# Hidden Discrete Markov Models

### Importing Required Libraries

In [2]:
from typing import Tuple

import numpy as np
import matplotlib.pyplot as plt
from scipy import stats

In [3]:
# Parameters for our distribution p(observation|latent). These will be long and
# randomized
np.random.seed(2)
obs_dim = 3
GAUSS_MEANS = [np.array([1.0, -1.0, 0.2]),
               np.array([0.6, 1.1, 1.0]),
               np.array([1.3, 1.0, 1.2])]
GAUSS_COVS = [np.eye(obs_dim) / 4]*3
PI = np.array([0.7, 0.2, 0.1])
A_MAT = np.array([[0.9, 0.0, 0.1], [0.0, 0.9, 0.1], [0.1, 0.3, 0.6]])

def generate_latent_and_observations(n_observations: int) -> Tuple[np.ndarray, np.ndarray]:
    """Generate a sample set of observations along with the true latents.

    Args:
        n_observations: Number of observations to generate.

    Returns:
        Sequence of latent states and observations.
    """
    # Placeholders.
    latents = np.zeros((n_observations + 1, len(PI)))
    observations = np.zeros((n_observations, len(GAUSS_MEANS[0])))

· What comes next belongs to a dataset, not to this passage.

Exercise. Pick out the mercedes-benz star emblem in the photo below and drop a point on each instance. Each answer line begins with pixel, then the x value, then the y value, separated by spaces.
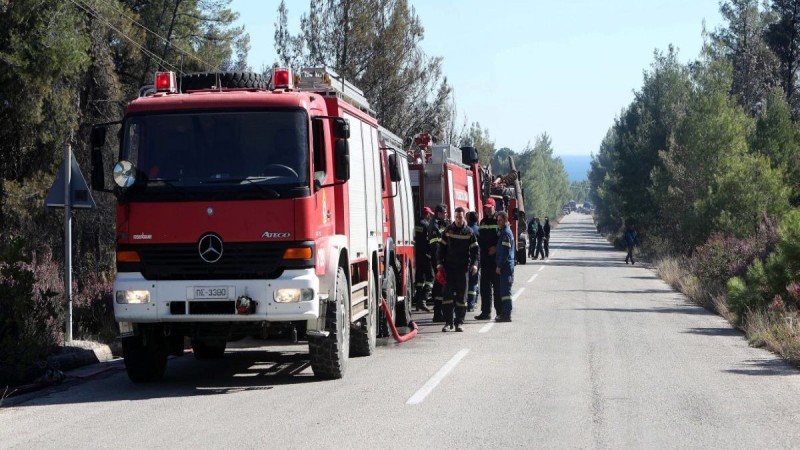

    # Start with the initial latent state
    latents[0, np.random.choice(np.arange(len(PI)), p=PI)] = 1

    # Fill out the rest.
    for i in range(n_observations):
        latents[i+1, np.random.choice(np.arange(len(PI)), p=A_MAT[np.argmax(latents[i])])] = 1
        cur_state = np.argmax(latents[i+1])
        observations[i] = np.random.multivariate_normal(GAUSS_MEANS[cur_state], GAUSS_COVS[cur_state])

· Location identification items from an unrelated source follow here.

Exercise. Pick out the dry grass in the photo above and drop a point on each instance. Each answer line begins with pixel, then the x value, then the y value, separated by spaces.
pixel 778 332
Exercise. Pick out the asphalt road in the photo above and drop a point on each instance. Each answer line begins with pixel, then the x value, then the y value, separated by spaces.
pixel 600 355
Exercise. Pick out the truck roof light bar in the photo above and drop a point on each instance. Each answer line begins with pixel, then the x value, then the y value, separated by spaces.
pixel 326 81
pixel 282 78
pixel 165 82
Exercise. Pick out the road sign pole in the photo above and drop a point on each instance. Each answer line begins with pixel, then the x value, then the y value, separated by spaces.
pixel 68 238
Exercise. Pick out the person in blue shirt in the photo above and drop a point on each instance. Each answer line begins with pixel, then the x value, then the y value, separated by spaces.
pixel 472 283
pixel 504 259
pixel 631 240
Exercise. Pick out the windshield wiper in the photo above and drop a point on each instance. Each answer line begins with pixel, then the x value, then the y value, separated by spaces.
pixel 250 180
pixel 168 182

    return latents, observations

def observation_probability(latent_index: int, observation: np.ndarray) -> float:
    """Given an observation and corresponding latent state, evaluate the likelihood.

    Args:
        latent_index: Index of latent state encoding.
        observation: Observation at current time step.

    Returns:
        Likelihood p(observation|latent).
    """
    # Let's keep things somewhat 'simple' by making our distribution a sum of Gaussians
    return stats.multivariate_normal.pdf(observation, mean = GAUSS_MEANS[latent_index], cov = GAUSS_COVS[latent_index])

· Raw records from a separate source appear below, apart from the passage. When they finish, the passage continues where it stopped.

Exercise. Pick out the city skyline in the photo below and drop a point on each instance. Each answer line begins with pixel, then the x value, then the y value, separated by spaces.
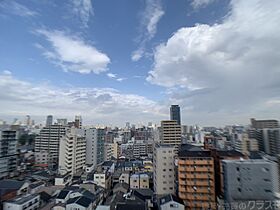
pixel 127 61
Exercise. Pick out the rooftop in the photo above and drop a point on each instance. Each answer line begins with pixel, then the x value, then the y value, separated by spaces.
pixel 23 199
pixel 11 184
pixel 185 153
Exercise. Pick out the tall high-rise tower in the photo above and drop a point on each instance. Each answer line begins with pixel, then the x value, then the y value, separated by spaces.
pixel 175 113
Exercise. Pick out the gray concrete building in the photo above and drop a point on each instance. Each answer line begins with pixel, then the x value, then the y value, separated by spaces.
pixel 8 152
pixel 48 141
pixel 250 180
pixel 164 169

# Generate the data for our study.
true_latents, observations = generate_latent_and_observations(1000)

## Emotion Study

Your friend in the sociology department is studying the effects of social media habits on emotions. They’ve run an experiment placing FMRI sensors on the brains of several volunteers as they scroll through the internet. The volunteers can be in one of three states: happy, angry, or neutral. They’ve used the following one-hot encoding:

$$
\mathbf{z}_{\text{happy}} = \begin{bmatrix}1\\0\\0\end{bmatrix}, \quad
\mathbf{z}_{\text{angry}} = \begin{bmatrix}0\\1\\0\end{bmatrix}, \quad
\mathbf{z}_{\text{neutral}} = \begin{bmatrix}0\\0\\1\end{bmatrix}.
$$

Given that encoding, they also have a very good model for the probability of observing a specific FMRI scan $ \mathbf{x}_t $ given the state $ \mathbf{z}_t $. They have already done the favor of uploading it to your notebook as the function `observation_probability`. They also have a time series $ \{\mathbf{x}_1, \dots, \mathbf{x}_T\} $ for a volunteer that spends a lot of time on social media. For this volunteer, they know that the transition matrix looks like:

$$
A = 
\begin{bmatrix}
0.9 & 0.0 & 0.1 \\
0.0 & 0.9 & 0.1 \\
0.1 & 0.3 & 0.6
\end{bmatrix},
$$

and having observed the volunteer enter they have a pretty good guess at the initial state:

$$
\boldsymbol{\pi} = 
\begin{bmatrix}
0.7 \\
0.2 \\
0.1
\end{bmatrix}.
$$

They would like to know:

- **What is the most likely emotional state at each time step** (i.e. max of $p(z_t | \mathbf{x}_{1:t})$ or $p(z_t | \mathbf{x}_{1:T})$)?
- **What is the most likely sequence of emotional states expressed by the volunteer?**


### Part I: Implementing the Viterbi Algorithm for a discrete Hidden Markov Model.

To answer your friend’s questions, you will need to solve for the transition matrix governing the discrete HMM and calculate the most likely series of latent states. This will require:

1. Implementing the calculation for `α̂(z_t)`
2. Implementing the calculation for `β̂(z_t)`
3. Implementing the calculation for `p(z_t | x₁:t)`, `p(z_t | x₁:T)`, `p(z₁:T | x₁:T)`
4. Implementing the Viterbi algorithm.